Congenital Adrenal Hyperplasia[edit]

Diagram of steroidogenesis, showing the pathways involved in the synthesis of steroid hormones.

Congenital adrenal hyperplasia (CAH) is a group of inherited genetic disorders that affect the adrenal glands, which are responsible for producing vital hormones such as cortisol, aldosterone, and androgens. CAH is characterized by a deficiency in one of the enzymes needed for the synthesis of these hormones, leading to an overproduction of androgenic steroids and a variety of clinical manifestations.

Pathophysiology[edit]

The most common form of CAH is due to a deficiency in the enzyme 21-hydroxylase, which is crucial in the steroidogenesis pathway. This enzyme deficiency leads to impaired synthesis of cortisol and aldosterone, resulting in an accumulation of precursor steroids that are shunted into the androgen synthesis pathway, causing an overproduction of androgens.

Steroidogenesis[edit]

Steroidogenesis pathway showing enzyme deficiencies in CAH.

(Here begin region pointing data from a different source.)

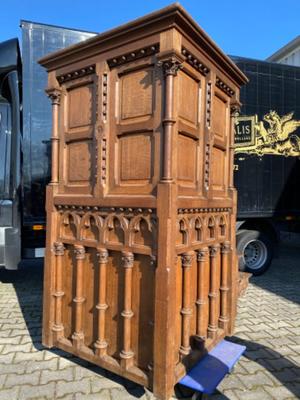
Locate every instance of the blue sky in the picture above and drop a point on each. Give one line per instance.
(253, 28)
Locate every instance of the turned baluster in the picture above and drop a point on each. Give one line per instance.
(58, 328)
(186, 310)
(224, 318)
(101, 344)
(54, 95)
(78, 336)
(127, 354)
(213, 292)
(202, 292)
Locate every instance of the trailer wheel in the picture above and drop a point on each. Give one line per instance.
(255, 251)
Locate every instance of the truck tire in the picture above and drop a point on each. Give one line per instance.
(255, 251)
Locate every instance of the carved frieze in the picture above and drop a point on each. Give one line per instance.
(133, 55)
(195, 62)
(224, 87)
(79, 73)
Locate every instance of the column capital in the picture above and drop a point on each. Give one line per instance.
(79, 252)
(58, 248)
(187, 259)
(235, 109)
(127, 259)
(54, 95)
(170, 65)
(102, 255)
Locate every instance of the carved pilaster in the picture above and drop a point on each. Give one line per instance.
(224, 289)
(186, 310)
(170, 66)
(213, 291)
(55, 95)
(101, 343)
(78, 336)
(202, 293)
(58, 328)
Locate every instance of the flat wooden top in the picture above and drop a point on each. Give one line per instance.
(173, 16)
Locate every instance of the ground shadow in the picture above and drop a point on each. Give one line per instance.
(283, 276)
(28, 284)
(272, 361)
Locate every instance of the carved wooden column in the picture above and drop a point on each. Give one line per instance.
(58, 327)
(213, 292)
(127, 354)
(186, 311)
(224, 289)
(54, 95)
(234, 113)
(202, 293)
(101, 344)
(78, 336)
(170, 67)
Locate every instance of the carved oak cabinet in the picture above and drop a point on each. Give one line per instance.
(141, 272)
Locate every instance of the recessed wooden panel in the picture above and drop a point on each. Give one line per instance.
(79, 161)
(136, 94)
(188, 98)
(187, 157)
(135, 157)
(218, 168)
(219, 117)
(80, 106)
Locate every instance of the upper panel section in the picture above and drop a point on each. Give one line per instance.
(173, 16)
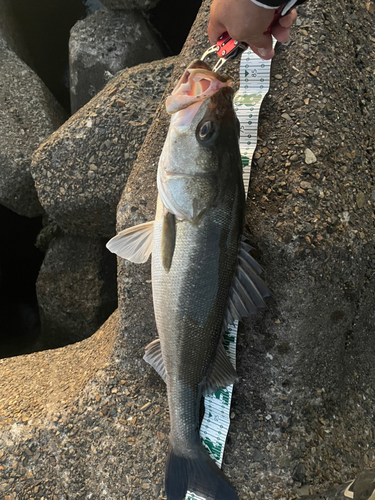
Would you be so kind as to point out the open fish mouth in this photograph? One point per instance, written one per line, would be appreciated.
(197, 84)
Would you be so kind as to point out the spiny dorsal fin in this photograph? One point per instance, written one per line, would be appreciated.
(222, 374)
(134, 243)
(248, 289)
(154, 357)
(168, 240)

Steroidogenesis is the biological process by which steroids are generated from cholesterol and transformed into other steroids. In CAH, the disruption of this pathway due to enzyme deficiencies leads to hormonal imbalances. The diagram illustrates the steroidogenesis pathway, highlighting the role of 21-hydroxylase and other enzymes involved in the synthesis of adrenal steroids.

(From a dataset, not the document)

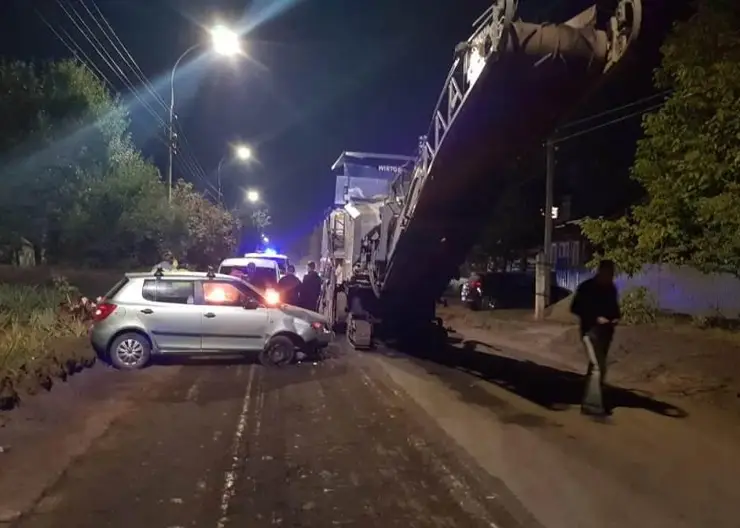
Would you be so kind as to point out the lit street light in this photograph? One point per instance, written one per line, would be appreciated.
(253, 196)
(224, 42)
(242, 153)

Clinical Manifestations[edit]

The clinical presentation of CAH varies depending on the specific enzyme deficiency and the severity of the enzyme defect. Common symptoms include:

  • Virilization: Excess androgen production can lead to virilization in females, resulting in ambiguous genitalia at birth.
  • Salt-wasting crisis: In severe cases, the lack of aldosterone can lead to a life-threatening salt-wasting crisis, characterized by hyponatremia, hyperkalemia, and dehydration.
  • Precocious puberty: In both males and females, early exposure to high levels of androgens can cause early onset of puberty.

Diagnosis[edit]

Diagnosis of CAH is typically made through newborn screening programs that measure levels of 17-hydroxyprogesterone, a precursor that accumulates in 21-hydroxylase deficiency. Confirmatory tests include genetic testing and hormone assays.

Treatment[edit]

The primary treatment for CAH involves hormone replacement therapy to correct the deficiencies in cortisol and aldosterone. Glucocorticoids are used to replace cortisol, while mineralocorticoids are used to replace aldosterone in salt-wasting forms of CAH. Additionally, surgical intervention may be necessary to correct ambiguous genitalia in affected females.